2009's Street Fighter IV inserted plenty of coins into the ailing fighting genre, bringing it back to the forefront of competitive gaming. With six buttons on the agenda again, Reverge Labs is hoping to capitalise with Skullgirls, a new title aimed squarely at serious fighting fans.
Skullgirls doesn't completely close the door on those without prior experience though, with a decent tutorial mode taking you through the basics: mix-ups, throws and more, from both offensive and defensive perspectives, explaining the terms' meanings as well as their uses. It won't turn you into a character master like SFIV's trials, but it does give you a solid grounding in fighting game staples.
While the tutorial mode puts you in good stead, the absence of character move lists is baffling: while you can access the Skullgirls website to view fighting guides, and Reverge says the game will be updated with these in future, an in-game reference list is a must. The training mode lets you study hit boxes and gauge hit stun, but not learn how to execute moves.
You might think that's because it's got an overly complex control system, but actually Skullgirls trims some of the fat from other fighters. Super moves (called Blockbusters) are executed with a single 90º motion and two punches or kicks, not the double-quarter-circle and three buttons, and many special moves are command inputs (one direction + button) instead of less memorable combinations. Its emphasis on aerial combos will be familiar territory to anyone who's ever played a Capcom crossover fighter, but offers battered players a way out of infinite combo loops — when an opponent repeats a combo section, the victim can press any button for a 'breakaway' move that knocks the attacker back. At a casual level it's rarely seen, but for high level players it necessitates more varied attacking play and should make matches less about losing a full life bar to a single punish.

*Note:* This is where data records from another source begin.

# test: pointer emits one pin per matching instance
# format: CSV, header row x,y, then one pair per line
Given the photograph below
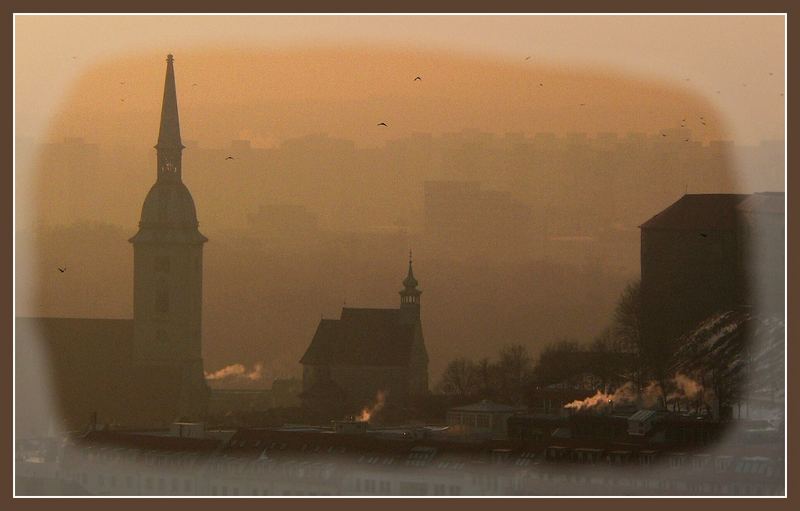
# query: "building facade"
x,y
144,372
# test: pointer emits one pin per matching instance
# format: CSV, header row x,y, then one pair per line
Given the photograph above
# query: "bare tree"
x,y
458,378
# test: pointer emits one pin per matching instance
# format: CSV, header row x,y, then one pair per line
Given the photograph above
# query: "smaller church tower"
x,y
409,296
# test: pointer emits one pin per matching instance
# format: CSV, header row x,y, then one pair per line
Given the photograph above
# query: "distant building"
x,y
484,419
147,371
366,353
709,253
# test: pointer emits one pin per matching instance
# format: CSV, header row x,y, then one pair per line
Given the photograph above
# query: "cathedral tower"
x,y
409,296
168,259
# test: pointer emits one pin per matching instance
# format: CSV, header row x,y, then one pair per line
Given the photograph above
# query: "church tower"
x,y
168,260
409,296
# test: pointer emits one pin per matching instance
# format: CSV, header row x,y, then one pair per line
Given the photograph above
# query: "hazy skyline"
x,y
691,56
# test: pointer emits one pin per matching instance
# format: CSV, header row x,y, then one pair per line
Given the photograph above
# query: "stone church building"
x,y
144,372
364,353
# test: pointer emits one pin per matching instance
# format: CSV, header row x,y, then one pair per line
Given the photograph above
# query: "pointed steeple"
x,y
410,282
169,144
409,296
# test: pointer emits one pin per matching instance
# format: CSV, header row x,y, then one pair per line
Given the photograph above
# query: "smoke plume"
x,y
237,371
369,411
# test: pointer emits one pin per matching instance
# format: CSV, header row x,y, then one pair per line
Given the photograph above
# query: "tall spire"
x,y
169,144
409,296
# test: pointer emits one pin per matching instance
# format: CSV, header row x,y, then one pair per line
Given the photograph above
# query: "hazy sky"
x,y
59,58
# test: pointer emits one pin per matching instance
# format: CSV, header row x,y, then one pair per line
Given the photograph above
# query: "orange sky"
x,y
268,96
262,77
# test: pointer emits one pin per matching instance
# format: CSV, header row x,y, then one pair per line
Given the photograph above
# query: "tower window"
x,y
162,264
161,336
162,298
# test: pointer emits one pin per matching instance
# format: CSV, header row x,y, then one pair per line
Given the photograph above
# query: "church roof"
x,y
708,211
373,337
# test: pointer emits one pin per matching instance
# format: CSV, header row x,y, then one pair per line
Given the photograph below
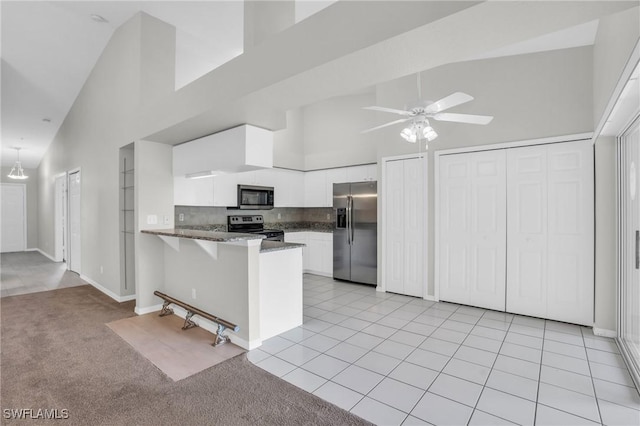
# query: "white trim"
x,y
68,227
479,148
147,310
515,144
603,332
24,209
108,292
629,67
383,219
45,254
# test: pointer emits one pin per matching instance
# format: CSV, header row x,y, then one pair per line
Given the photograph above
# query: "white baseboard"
x,y
108,292
45,254
322,274
604,332
147,310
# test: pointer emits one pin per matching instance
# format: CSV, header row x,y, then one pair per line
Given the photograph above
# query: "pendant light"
x,y
16,171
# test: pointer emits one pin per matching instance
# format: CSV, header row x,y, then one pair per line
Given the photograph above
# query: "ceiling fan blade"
x,y
402,120
383,109
463,118
447,102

When you get into the action, Skullgirls is a riot. Chains fly from your fingers and input execution sits somewhere between the all-access SFIV and Street Fighter III: 3rd Strike Online Edition's more technically demanding approach. Matches are well-paced, not just simply fast, and there's a sense of cut-and-thrust about it all, perhaps due to a tutorial focusing on punishing wayward attacks instead of simply pounding your opponent to submission.

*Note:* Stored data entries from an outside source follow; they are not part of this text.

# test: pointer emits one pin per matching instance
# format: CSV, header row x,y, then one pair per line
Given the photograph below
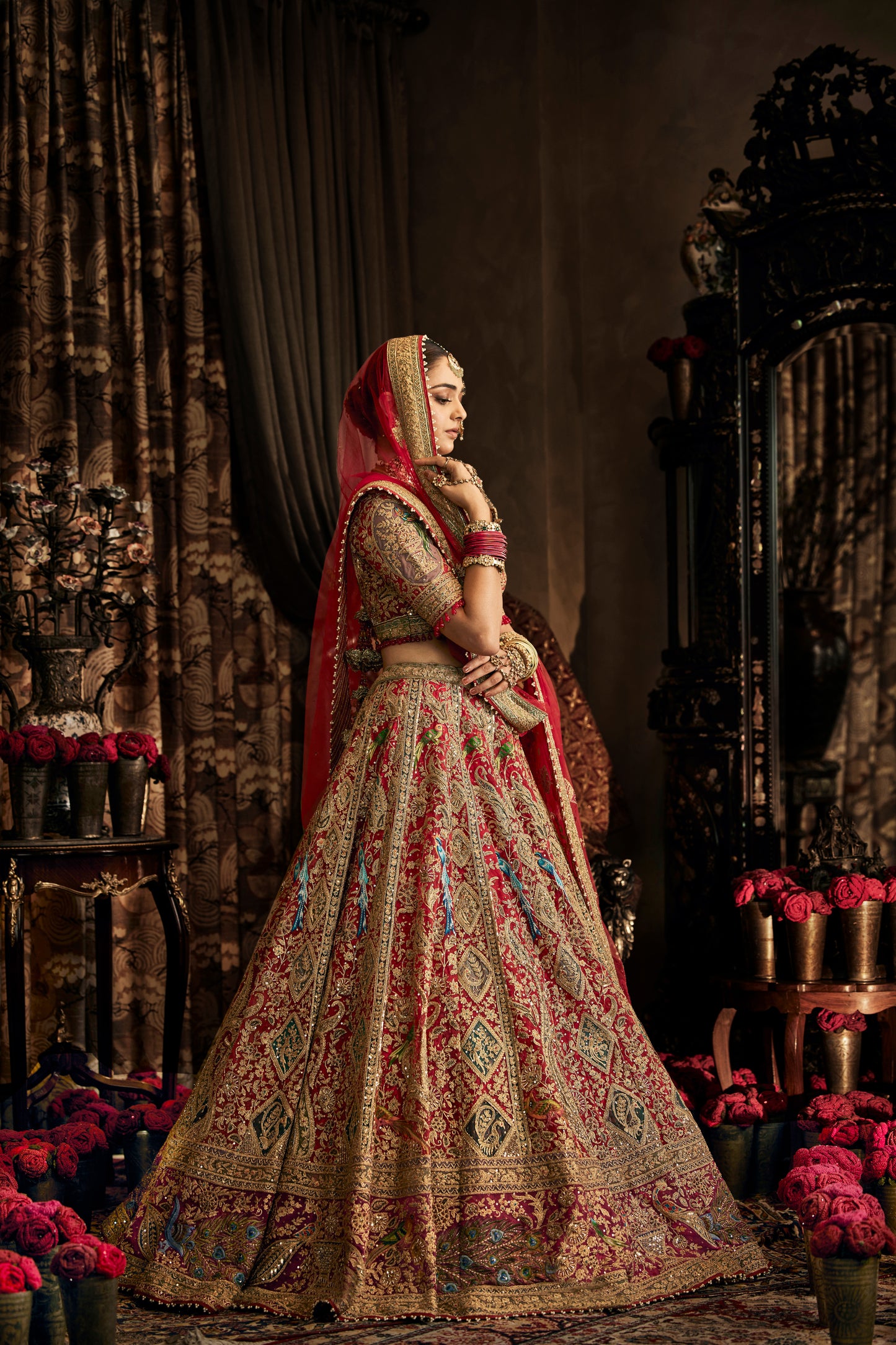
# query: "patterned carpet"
x,y
777,1310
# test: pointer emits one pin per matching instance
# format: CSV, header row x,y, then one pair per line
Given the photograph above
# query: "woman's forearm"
x,y
477,626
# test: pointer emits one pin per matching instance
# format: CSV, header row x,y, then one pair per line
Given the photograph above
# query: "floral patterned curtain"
x,y
838,403
110,349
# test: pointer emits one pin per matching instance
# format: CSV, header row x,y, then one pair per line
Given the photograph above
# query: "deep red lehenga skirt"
x,y
430,1095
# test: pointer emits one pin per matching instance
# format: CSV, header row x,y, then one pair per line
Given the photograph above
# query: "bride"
x,y
430,1095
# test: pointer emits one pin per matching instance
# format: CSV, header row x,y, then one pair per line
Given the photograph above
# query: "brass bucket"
x,y
843,1052
851,1298
814,1279
806,946
860,929
760,939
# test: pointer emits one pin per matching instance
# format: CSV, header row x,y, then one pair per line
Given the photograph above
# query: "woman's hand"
x,y
461,487
481,677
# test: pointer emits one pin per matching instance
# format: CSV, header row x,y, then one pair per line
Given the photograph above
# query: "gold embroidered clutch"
x,y
516,710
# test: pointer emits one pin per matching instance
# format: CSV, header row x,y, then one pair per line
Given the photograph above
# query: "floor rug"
x,y
776,1310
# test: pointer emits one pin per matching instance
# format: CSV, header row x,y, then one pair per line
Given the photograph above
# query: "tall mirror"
x,y
835,434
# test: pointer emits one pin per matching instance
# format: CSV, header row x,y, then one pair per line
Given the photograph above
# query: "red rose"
x,y
841,1133
31,1163
69,1224
110,1261
846,1208
794,906
875,1165
848,892
773,1102
92,752
131,744
74,1261
827,1239
41,749
12,748
661,351
162,770
691,346
26,1266
828,1156
746,1113
745,892
714,1111
864,1238
12,1279
37,1234
156,1118
814,1208
66,1163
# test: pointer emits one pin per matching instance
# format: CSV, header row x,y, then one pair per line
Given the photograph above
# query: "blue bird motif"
x,y
362,896
548,868
300,875
518,887
446,891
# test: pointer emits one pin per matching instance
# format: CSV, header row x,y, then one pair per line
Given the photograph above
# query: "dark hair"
x,y
433,351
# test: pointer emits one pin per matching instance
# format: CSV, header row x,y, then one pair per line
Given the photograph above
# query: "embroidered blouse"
x,y
409,588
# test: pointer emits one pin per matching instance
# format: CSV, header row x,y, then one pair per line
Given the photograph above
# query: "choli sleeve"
x,y
393,541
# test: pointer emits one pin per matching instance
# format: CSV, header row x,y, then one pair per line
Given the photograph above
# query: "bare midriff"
x,y
418,651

For single players, CPU opponents go from pushovers to punishing within a few matches, and without the basics nailed down you'll fall in no time. While story mode puts you in charge of one fighter for a solo jaunt, all other modes let you choose one, two or three characters, scaling their strength accordingly. A noble attempt to keep things balanced — a single powerful lower tier character can overcome a trio of weaker middle tier characters — it throws combo potential wide open too.
If you want to battle human flesh you can shoot for ranked or unranked online play, using the GGPO framework seen in SFIII to let you adjust the frame delay before a match starts. We encountered some sizeable lag in some matches, although you see your opponent's ping before starting battle in case you want to back out. When it works smoothly it's plain sailing, but we have to say we didn't encounter too many lag-free matches in our hours spent with the game.
Less chaotically colourful than Marvel vs. Capcom 3, its so-called "dark deco" style is filled with sharp animation and varied styles — Tex Avery homage Peacock scampers around, while catgirl Ms. Fortune plays with her severed head like a ball of wool. Like the unlikely lovechild of Scott Pilgrim and Darkstalkers, it's a blend of the comic and kitschy, but it hangs together surprisingly well.
Less likely to please is the array of fetishised female forms on display. Skullgirls' twisted humour might deflect some of the usual ire directed at such a variety of stereotypes — the schoolgirl, the busty nurse — but it's still disappointing to see a fighting game with an all-girl cast rely on so much cleavage. Cerebella, a circus performer with an extra set of giant muscular arms on her head, seemingly can't pull her top up to cover her chest, and Valentine's standing animation makes Mai Shiranui look like Hillary Swank in Boys Don't Cry. Even the character guides list their measurements. It doesn't sit right that a game all about feminine power should rely on such crass presentations in its line-up, though we have a feeling the upcoming Girl Fight will go just that little step further.
Skullgirls doesn't rework the fighting game template; there's no massive overhaul of 2D scrappers, no single big idea that makes it stand apart from others in the genre. It takes what works and adds a few flourishes of its own, and that's a solid enough foundation for a series that we'll certainly see again.